I thought about what you wrote and I would like to help, but I need your help to understand what is going on in your life. For example, the "worldly views of me" could mean just about anything, but I would rather not guess.
I can give you some general advice for the moment. It is very easy to get caught up in feelings, never realizing that feelings are an inaccurate guide. "He who trusts in his own heart is a fool, but whoever walks wisely will be delivered" (Proverbs 28:26). Feelings should be a response to what is happening around you, but for some feelings become the reality for the person. Because it is his own feelings, he never stops to question whether the feelings are accurate or just.
Life is what you make of it.
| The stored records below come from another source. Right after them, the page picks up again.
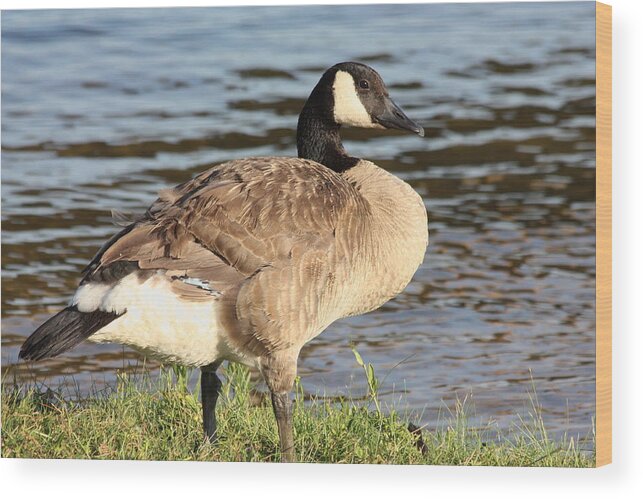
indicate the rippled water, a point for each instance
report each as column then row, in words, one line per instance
column 102, row 108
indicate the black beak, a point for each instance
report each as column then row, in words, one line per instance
column 393, row 117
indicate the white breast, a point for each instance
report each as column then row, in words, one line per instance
column 158, row 322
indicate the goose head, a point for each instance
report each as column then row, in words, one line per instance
column 361, row 99
column 348, row 94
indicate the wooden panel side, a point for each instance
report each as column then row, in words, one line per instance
column 603, row 234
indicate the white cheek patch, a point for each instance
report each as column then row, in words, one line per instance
column 348, row 109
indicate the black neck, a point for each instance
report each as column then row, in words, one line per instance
column 318, row 135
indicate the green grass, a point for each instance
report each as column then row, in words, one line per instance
column 160, row 419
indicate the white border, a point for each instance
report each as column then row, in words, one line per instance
column 67, row 479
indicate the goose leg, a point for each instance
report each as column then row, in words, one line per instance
column 282, row 406
column 210, row 388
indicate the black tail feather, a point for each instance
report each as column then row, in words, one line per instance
column 64, row 331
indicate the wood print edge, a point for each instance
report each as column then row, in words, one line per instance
column 603, row 234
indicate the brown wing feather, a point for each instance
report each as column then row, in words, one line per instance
column 260, row 230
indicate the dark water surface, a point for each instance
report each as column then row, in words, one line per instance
column 102, row 108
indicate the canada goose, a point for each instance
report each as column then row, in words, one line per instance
column 253, row 258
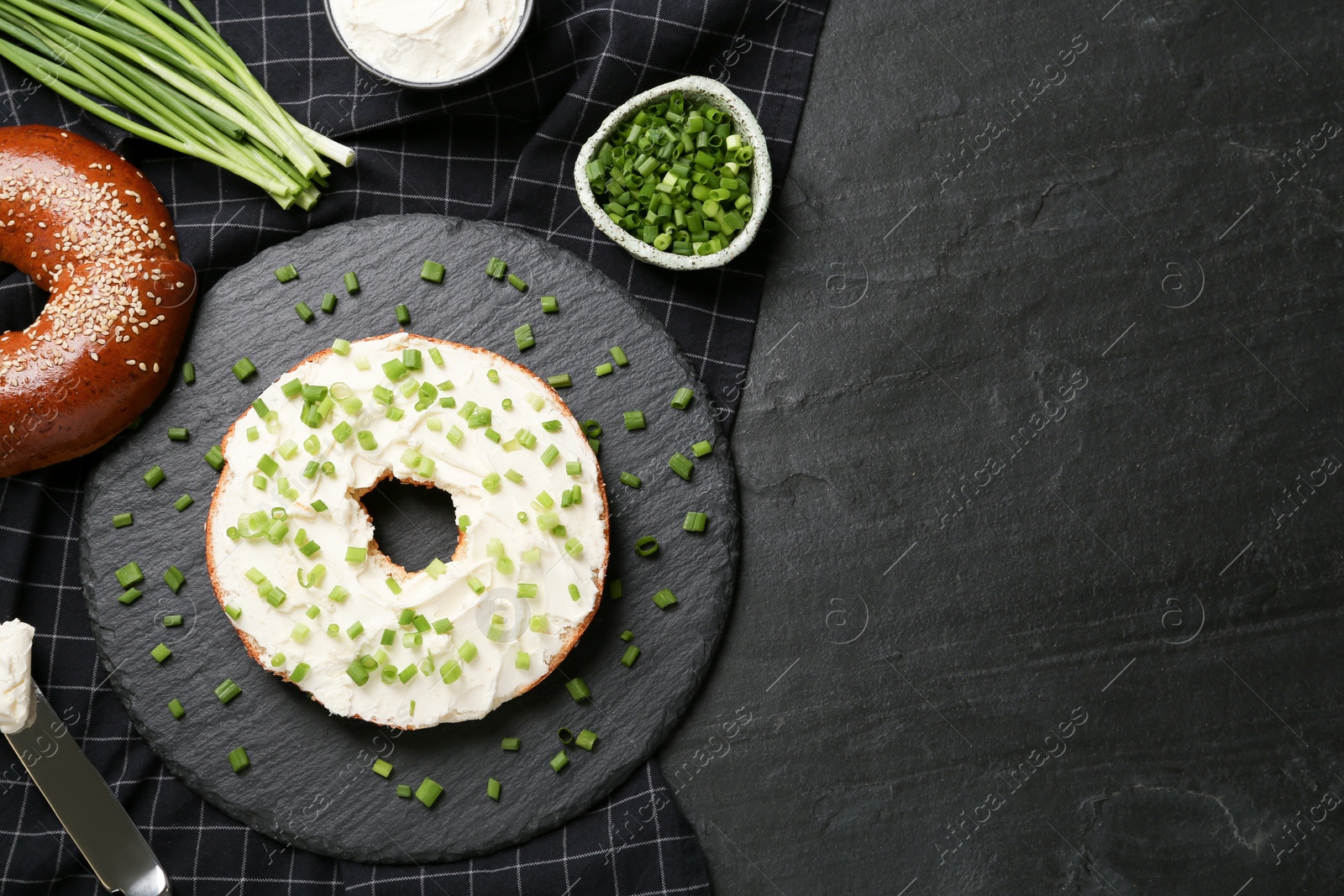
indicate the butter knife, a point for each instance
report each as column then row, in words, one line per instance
column 87, row 806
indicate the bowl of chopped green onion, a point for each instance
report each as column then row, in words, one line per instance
column 679, row 175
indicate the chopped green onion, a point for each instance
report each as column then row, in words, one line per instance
column 174, row 578
column 239, row 758
column 682, row 465
column 433, row 271
column 228, row 691
column 428, row 793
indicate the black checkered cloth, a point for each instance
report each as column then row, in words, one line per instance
column 501, row 148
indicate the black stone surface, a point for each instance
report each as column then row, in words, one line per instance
column 309, row 783
column 1136, row 560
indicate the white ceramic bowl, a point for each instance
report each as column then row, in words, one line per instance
column 371, row 66
column 696, row 90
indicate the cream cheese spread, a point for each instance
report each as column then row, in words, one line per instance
column 427, row 40
column 17, row 698
column 319, row 604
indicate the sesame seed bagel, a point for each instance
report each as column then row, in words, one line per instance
column 87, row 228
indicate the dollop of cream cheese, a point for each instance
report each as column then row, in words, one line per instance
column 360, row 605
column 427, row 40
column 17, row 698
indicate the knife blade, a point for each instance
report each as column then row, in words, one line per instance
column 87, row 806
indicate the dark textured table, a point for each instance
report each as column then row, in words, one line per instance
column 1041, row 465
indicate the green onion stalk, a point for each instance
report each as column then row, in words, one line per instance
column 183, row 85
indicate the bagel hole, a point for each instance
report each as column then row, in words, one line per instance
column 413, row 523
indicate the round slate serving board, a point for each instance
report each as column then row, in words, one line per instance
column 309, row 783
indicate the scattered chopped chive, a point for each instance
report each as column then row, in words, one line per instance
column 358, row 673
column 428, row 792
column 129, row 575
column 174, row 578
column 244, row 369
column 682, row 465
column 228, row 691
column 239, row 758
column 433, row 271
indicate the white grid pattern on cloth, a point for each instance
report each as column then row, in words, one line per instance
column 501, row 148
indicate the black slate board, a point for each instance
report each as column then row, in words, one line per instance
column 309, row 783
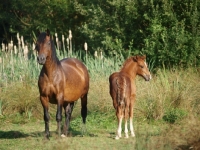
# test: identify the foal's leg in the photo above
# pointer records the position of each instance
(84, 112)
(60, 100)
(68, 112)
(45, 101)
(119, 117)
(84, 108)
(126, 116)
(59, 118)
(131, 115)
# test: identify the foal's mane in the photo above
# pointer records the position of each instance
(127, 61)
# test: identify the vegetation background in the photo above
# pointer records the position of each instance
(167, 31)
(167, 111)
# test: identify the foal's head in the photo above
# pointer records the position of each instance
(43, 47)
(142, 68)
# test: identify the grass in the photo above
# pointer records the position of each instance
(166, 114)
(21, 131)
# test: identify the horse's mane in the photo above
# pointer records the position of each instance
(127, 61)
(42, 37)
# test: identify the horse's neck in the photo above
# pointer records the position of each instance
(131, 70)
(51, 66)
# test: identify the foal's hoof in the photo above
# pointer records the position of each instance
(117, 138)
(63, 136)
(132, 135)
(126, 136)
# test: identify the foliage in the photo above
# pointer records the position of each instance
(166, 31)
(174, 114)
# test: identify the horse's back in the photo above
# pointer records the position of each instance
(76, 78)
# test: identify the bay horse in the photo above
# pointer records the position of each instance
(123, 90)
(60, 82)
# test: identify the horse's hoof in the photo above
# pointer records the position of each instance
(126, 136)
(133, 135)
(63, 136)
There are ups and downs in everyone's life. The trick, if you will, is whether you let those events control you, or whether you take control of what life hands you. "Not that I speak in regard to need, for I have learned in whatever state I am, to be content: I know how to be abased, and I know how to abound. Everywhere and in all things I have learned both to be full and to be hungry, both to abound and to suffer need" (Philippians 4:11-12). Paul found contentment because he wasn't looking for life to make him satisfied. "I can do all things through Christ who strengthens me" (Philippians 4:13).
When you start using your head instead of your emotions, you will realize that nothing can separate you from God because you are able to choose to follow God. "Who shall separate us from the love of Christ? Shall tribulation, or distress, or persecution, or famine, or nakedness, or peril, or sword? As it is written: "For Your sake we are killed all day long; we are accounted as sheep for the slaughter." Yet in all these things we are more than conquerors through Him who loved us. For I am persuaded that neither death nor life, nor angels nor principalities nor powers, nor things present nor things to come, nor height nor depth, nor any other created thing, shall be able to separate us from the love of God which is in Christ Jesus our Lord" (Romans 8:35-39).
"Truly the light is sweet, and it is pleasant for the eyes to behold the sun; but if a man lives many years and rejoices in them all, yet let him remember the days of darkness, for they will be many. All that is coming is vanity. Rejoice, O young man, in your youth, and let your heart cheer you in the days of your youth; walk in the ways of your heart, and in the sight of your eyes; but know that for all these God will bring you into judgment. Therefore remove sorrow from your heart, and put away evil from your flesh, for childhood and youth are vanity" (Ecclesiastes 11:7-10).
Well, since I am a young mother, I get a lot of criticism and am told I will never be anybody. My view of myself personally bothers me. I can't stand myself. I hate myself. I am well aware that I am not even the least bit attractive, so that bothers me. I've been told this as well. Honestly, I just want to die.
External looks have nothing to do with a woman's real beauty. "Charm is deceitful and beauty is passing, But a woman who fears the LORD, she shall be praised" (Proverbs 31:30). It is your personal character that can make you beautiful. "Do not let your adornment be merely outward--arranging the hair, wearing gold, or putting on fine apparel -- rather let it be the hidden person of the heart, with the incorruptible beauty of a gentle and quiet spirit, which is very precious in the sight of God" (I Peter 3:4).
Has the birth of your child been recent? Are you, perhaps, going through postpartum blues?
Not to try and hit a sore spot, but again, I'm trying to understand, but where is the father in this?